Harrison Holmes Webb, an adopted son of Maryland, born in Pennsylvania, is worthy of special mention in connection with the "Men of Maryland." He seems to have made his advent into Maryland, either late in the thirties, or early in the forties. He was a man of education, and in the diligent use of what he had, attained a distinguished standing among the men of his day.

In 1843, he was confirmed in St. James First African Church, and soon thereafter, licensed as a Lay Reader. He became a lay assistant to the Rev. Mr. McJilton (white), rector of the Church and teacher of the day school. In 1846, with others, he took the chief part in founding St. James Male Beneficial Society. Many of the older Marylanders, still alive, received their education in his school.

In 1851, he was ordained by Bishop Whittingham to the ministry of the Episcopal Church. A few years later, he was advanced to the Priesthood in the same church, and, upon the retirement of the rector, the Rev. Mr. Webb, was elected his successor. Mr. Webb continued his school as well as the rectorship of St. James' Church, until 1872, when, on account of increasing infirmities he resigned. For a number of years, following the close of the Civil War, he was one of the executive officers of the local Freedman's Bank.

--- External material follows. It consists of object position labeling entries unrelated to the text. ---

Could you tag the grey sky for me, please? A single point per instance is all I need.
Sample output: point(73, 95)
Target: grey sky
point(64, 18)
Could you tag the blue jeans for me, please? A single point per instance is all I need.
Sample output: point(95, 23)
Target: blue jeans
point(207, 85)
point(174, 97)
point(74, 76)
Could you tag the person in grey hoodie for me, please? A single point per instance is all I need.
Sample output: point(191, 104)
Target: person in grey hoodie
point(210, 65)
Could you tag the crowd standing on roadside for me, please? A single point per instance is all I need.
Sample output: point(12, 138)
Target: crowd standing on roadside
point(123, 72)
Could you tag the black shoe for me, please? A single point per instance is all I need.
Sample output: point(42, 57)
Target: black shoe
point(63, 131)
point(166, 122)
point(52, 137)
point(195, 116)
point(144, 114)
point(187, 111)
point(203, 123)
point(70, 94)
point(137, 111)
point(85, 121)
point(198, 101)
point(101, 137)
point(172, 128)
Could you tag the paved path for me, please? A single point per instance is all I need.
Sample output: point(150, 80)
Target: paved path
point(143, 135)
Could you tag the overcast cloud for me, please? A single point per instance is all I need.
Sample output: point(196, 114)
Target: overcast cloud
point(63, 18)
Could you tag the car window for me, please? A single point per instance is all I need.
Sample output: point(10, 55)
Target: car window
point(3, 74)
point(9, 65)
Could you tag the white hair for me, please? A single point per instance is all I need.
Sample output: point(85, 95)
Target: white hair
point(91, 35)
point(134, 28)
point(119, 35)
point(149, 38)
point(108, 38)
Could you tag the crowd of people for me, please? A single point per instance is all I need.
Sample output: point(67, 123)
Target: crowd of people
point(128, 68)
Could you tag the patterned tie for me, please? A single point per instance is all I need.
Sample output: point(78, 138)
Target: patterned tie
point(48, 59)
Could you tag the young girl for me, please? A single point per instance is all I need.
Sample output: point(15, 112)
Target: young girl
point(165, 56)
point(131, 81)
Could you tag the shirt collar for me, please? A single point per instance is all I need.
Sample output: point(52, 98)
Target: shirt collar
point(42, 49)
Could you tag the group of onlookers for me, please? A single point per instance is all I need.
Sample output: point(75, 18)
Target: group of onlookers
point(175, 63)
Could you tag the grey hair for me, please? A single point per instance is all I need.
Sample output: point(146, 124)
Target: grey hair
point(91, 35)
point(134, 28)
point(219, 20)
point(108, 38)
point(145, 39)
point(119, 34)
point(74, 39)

A few years before his resignation of the rectorship of St. James Church, some forty of the younger people connected with that congregation, withdrew and organized a mission, in the newer section of the city, known as St. Philip's. This Mission finally became the nucleus of the present Mt. Calvary Chapel of St. Mary the Virgin. Living in the section of the city where the Mission was located, he often attended, and, sometimes, officiated. Mrs. Webb, the wife of the Rev. Mr. Webb, was greatly beloved by a member of a white family with whom she had lived. And because of this influence the mission through the generosity of Mrs. Webb's former mistress, became possessed with the money to erect its beautiful church on Orchard Street. The memory of this sweet influence is perpetuated in the interior of the beautiful chapel of St. Mary the Virgin. The three marble steps leading up to the Altar, are inscribed to the glory of God, and in memory of Rebecca Webb; while, one of the two imposing granite columns, supporting the Sanctuary arch, is likewise in-scribed, to the glory of God, and in memory of Harrison H. Webb, Priest.

Writing of his decease, Bishop Whittingham said: Deprived of advantages of a liberal education in his youth, he had laboriously qualified himself in riper years, for admission to the holy ministry, which he received and exercised, with the exception of a few months service in Pennsylvania, for more than twenty years in St. James' African Church in this city. He was never at any period of his ministry independent of his own labor in a secular calling for support, but faithfully and patiently strove, in spite of many difficulties and hindrances, to fulfill his ministry in which to the very last he took supreme delight. This testimony I deem to be justly due to one whose name ought to be honored as that of a steadfast servant of our Blessed Master for the work sake only."

He departed this life, in Baltimore, on the 12th of December, 1878.